Cela fait plus d’un mois que les relations se détériorent entre les Serbes et les Kosovars. Si la question n’est pas très médiatisée et qu’elle est occultée par la guerre en Ukraine, la tension est palpable et fait craindre une explosion entre le Kosovo et la Serbie, qui s’étaient déjà livrés une guerre meurtrière il y a plus de 20 ans.
Vendredi 6 janvier, deux Serbes ont été blessés par balles par un membre des forces spéciales qui a été arrêté, ont annoncé les autorités, après plusieurs semaines de tensions communautaires dans le pays. L’incident a eu lieu près de la petite ville de Strpce (sud), peuplée majoritairement par la minorité serbe. La police kosovare a indiqué, dans un communiqué, avoir arrêté un homme de 33 ans dans le sud du Kosovo, cette ancienne province serbe dont l’indépendance proclamée en 2008 n’a jamais été reconnue par Belgrade.
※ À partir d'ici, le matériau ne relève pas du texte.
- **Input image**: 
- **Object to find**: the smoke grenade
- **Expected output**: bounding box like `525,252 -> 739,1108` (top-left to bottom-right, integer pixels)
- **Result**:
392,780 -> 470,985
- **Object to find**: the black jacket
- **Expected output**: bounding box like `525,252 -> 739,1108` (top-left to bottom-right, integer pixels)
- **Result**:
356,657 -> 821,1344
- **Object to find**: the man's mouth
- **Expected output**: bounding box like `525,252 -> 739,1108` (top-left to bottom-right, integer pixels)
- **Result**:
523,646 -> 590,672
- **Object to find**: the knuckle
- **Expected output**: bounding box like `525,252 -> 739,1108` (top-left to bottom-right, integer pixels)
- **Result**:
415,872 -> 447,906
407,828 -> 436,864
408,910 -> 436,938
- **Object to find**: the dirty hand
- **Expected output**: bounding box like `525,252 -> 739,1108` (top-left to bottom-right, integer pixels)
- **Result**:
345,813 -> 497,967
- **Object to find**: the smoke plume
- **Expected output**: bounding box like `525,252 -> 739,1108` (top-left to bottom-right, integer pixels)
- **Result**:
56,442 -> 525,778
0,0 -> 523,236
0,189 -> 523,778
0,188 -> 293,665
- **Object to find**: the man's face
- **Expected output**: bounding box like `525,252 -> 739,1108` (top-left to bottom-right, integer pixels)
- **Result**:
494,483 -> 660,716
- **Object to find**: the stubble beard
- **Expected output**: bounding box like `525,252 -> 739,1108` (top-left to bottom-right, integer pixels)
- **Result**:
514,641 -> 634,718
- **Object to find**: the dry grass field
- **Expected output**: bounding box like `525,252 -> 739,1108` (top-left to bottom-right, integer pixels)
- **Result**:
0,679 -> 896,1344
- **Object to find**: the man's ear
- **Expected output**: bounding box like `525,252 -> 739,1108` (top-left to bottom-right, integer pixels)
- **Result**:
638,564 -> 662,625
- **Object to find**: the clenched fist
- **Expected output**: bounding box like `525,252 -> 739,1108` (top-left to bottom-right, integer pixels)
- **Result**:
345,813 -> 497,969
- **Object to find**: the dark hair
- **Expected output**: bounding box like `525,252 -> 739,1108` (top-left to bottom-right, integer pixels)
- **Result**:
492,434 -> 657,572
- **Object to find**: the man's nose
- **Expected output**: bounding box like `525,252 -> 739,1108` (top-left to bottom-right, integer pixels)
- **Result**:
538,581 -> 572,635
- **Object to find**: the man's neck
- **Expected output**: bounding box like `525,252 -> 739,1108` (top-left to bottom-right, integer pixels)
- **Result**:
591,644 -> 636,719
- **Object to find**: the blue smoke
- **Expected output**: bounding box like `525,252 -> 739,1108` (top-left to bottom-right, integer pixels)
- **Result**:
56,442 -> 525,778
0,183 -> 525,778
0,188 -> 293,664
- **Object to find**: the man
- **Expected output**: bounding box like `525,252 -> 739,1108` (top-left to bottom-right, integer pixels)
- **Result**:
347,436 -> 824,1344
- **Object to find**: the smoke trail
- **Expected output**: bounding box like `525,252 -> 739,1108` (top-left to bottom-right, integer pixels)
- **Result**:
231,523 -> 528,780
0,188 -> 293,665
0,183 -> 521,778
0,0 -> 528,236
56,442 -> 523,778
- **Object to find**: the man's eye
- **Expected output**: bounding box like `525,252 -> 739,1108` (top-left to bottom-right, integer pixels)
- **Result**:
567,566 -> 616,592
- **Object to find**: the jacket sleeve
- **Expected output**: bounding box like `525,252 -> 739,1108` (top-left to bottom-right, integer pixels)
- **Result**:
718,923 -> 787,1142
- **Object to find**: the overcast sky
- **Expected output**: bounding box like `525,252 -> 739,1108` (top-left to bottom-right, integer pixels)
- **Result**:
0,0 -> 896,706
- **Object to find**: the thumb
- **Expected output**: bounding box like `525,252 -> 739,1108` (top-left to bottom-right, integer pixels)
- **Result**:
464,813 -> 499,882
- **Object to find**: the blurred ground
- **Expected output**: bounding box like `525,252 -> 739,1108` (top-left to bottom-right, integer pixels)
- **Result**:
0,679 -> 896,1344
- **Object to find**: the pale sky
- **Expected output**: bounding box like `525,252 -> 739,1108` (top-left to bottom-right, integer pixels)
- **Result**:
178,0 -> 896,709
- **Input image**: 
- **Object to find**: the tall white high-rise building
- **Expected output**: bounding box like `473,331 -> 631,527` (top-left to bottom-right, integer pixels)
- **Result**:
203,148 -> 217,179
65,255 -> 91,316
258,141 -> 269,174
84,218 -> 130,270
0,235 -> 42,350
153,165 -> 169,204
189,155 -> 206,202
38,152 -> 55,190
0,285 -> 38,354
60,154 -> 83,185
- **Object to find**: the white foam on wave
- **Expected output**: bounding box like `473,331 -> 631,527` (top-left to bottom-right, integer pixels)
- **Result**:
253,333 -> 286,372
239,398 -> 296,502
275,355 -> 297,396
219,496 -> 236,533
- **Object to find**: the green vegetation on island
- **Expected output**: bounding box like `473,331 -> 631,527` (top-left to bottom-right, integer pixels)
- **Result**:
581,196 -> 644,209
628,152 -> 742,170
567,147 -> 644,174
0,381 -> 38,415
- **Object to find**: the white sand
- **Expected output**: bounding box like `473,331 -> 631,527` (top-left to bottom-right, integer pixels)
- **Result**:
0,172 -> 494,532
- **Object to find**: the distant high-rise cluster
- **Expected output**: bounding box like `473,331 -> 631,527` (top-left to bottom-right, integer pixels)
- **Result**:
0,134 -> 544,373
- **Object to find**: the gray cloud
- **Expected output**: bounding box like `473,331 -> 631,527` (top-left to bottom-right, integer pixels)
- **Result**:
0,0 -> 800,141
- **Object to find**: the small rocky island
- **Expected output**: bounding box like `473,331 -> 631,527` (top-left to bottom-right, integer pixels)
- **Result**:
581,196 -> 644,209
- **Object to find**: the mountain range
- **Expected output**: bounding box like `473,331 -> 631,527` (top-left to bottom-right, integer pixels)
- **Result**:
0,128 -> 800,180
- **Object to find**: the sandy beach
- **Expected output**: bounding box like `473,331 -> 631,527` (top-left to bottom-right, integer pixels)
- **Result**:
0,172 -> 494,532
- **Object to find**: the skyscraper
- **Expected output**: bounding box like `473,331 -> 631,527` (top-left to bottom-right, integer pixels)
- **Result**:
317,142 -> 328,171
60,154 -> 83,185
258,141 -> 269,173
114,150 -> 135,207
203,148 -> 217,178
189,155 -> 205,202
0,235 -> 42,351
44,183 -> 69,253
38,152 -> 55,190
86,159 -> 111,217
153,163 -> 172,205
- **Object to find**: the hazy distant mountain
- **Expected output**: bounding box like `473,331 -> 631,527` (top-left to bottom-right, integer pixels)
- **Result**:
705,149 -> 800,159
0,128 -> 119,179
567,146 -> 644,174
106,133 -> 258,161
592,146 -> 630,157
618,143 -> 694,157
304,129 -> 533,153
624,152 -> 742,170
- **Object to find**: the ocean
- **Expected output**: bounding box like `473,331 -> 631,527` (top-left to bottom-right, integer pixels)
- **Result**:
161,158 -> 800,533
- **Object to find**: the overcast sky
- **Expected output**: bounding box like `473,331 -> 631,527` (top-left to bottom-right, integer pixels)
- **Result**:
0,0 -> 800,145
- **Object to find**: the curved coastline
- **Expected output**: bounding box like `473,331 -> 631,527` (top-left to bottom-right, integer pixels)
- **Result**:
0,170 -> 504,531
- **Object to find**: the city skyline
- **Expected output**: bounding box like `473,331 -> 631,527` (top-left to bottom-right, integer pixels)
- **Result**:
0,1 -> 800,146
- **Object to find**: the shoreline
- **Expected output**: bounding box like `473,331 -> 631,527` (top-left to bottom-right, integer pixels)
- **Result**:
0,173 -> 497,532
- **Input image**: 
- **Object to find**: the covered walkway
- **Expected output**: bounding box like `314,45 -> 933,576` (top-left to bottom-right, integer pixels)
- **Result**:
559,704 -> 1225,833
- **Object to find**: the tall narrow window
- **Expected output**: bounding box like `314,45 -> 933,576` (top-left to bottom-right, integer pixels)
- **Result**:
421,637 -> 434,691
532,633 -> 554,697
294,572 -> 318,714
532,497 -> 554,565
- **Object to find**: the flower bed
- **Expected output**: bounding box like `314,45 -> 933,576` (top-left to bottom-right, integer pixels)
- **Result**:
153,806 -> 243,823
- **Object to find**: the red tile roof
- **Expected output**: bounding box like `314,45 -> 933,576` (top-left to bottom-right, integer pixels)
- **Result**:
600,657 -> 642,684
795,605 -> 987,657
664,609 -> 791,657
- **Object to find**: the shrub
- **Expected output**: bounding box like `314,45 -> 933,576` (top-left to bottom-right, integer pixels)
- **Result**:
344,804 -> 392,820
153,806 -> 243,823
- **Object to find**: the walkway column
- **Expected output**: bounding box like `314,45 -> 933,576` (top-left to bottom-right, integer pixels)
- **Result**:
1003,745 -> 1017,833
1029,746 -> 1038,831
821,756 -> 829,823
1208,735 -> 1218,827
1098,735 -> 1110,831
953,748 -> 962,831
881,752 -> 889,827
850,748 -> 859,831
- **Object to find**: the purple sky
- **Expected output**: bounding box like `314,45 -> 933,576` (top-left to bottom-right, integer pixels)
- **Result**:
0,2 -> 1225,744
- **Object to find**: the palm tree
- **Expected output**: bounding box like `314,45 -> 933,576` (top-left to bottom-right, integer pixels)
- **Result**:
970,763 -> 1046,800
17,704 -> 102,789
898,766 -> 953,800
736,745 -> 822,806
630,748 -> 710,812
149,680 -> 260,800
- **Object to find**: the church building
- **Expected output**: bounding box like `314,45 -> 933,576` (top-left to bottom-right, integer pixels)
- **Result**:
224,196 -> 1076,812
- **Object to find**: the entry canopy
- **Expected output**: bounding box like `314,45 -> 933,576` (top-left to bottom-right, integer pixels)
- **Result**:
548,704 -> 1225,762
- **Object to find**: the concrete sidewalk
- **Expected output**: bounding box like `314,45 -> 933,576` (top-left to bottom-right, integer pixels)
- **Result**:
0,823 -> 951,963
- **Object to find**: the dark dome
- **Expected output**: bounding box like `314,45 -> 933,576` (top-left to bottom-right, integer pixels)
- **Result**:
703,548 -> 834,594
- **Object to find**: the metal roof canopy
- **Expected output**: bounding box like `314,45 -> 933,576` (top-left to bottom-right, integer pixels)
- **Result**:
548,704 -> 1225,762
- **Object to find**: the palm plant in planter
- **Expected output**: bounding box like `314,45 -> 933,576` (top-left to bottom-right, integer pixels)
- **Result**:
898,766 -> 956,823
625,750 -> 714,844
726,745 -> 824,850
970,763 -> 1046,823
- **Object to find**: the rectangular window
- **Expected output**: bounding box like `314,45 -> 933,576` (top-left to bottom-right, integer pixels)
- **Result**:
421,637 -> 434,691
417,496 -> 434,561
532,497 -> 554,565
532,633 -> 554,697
Les autorités kosovares ont dénoncé cette attaque qui survient une semaine après le démantèlement des barricades érigées en décembre par des Serbes dans le nord du Kosovo, pour protester contre l’arrestation d’un ancien policier serbe.
En effet, si les tensions entre Belgrade et Pristina sont récurrentes, la situation s’était aggravée en décembre, lorsque des centaines de Serbes avaient érigé et maintenu pendant deux semaines les barrages sur les routes menant vers deux postes-frontières avec la Serbie. L’armée serbe avait été placée en état d’alerte. Depuis, la Force internationale de maintien de la paix dirigée par l’Otan au Kosovo (KFOR) a effectué plusieurs opérations pour enlever les barrages, alors que les appels à la désescalade se sont intensifiés. L’Union européenne, les Etats-Unis et la KFOR ont exprimé leur volonté de soutenir le dialogue entre les deux voisins des Balkans.
Tout a commencé après l’annonce de l’interdiction des plaques d’immatriculation serbes par le gouvernement kosovar. Une étincelle. Alors que des élections devaient avoir lieu le 18 décembre dans des municipalités à majorité serbe après que les représentants avaient démissionné en masse en raison du projet de Pristina d’interdire les plaques d’immatriculation héritées de l’époque yougoslave, le scrutin a ensuite été reporté à avril 2023 dans le but d’apaiser la situation. Mais la tension est toujours là. Fin décembre, le premier ministre serbe, Aleksandar Vučić, a déclaré qu’il demanderait officiellement l’envoi de militaires et de policiers serbes afin de « préserver la paix », conformément à la résolution 1 244 du Conseil de sécurité des Nations-Unies. Et la KFOR a déclaré qu’elle continuait d’examiner la demande de la Serbie, alors que la première ministre serbe, Ana Brnabic, a déclaré que la région était au seuil d’une guerre. L’escalade des tensions s’est poursuivie à tel point que le Kosovo a décidé, fin décembre, de fermer son plus grand poste-frontière avec la Serbie, alors que de l’autre côté, des manifestants serbes bloquaient la frontière en soutien à la minorité serbe du nord.
Ex-province serbe, le Kosovo a déclaré son indépendance en 2008, une décennie après une guerre meurtrière entre forces serbes et rebelles albanais. Depuis 2011, des négociations pour normaliser les liens entre les deux parties, avec l’Union européenne comme médiatrice, vont d’échec en échec.
Quelques dizaines de milliers de Serbes vivant dans le nord du Kosovo refusent toujours de reconnaître le gouvernement de Pristina ou le statut du Kosovo en tant que pays. Ils sont soutenus par de nombreux Serbes en Serbie, ainsi que par le gouvernement serbe lui-même. Belgrade encourage la minorité serbe — environ 120 000 personnes sur 1,8 million d’habitants du Kosovo — à refuser toute loyauté à Pristina au moment où les autorités kosovares veulent asseoir leur souveraineté sur l’ensemble du territoire.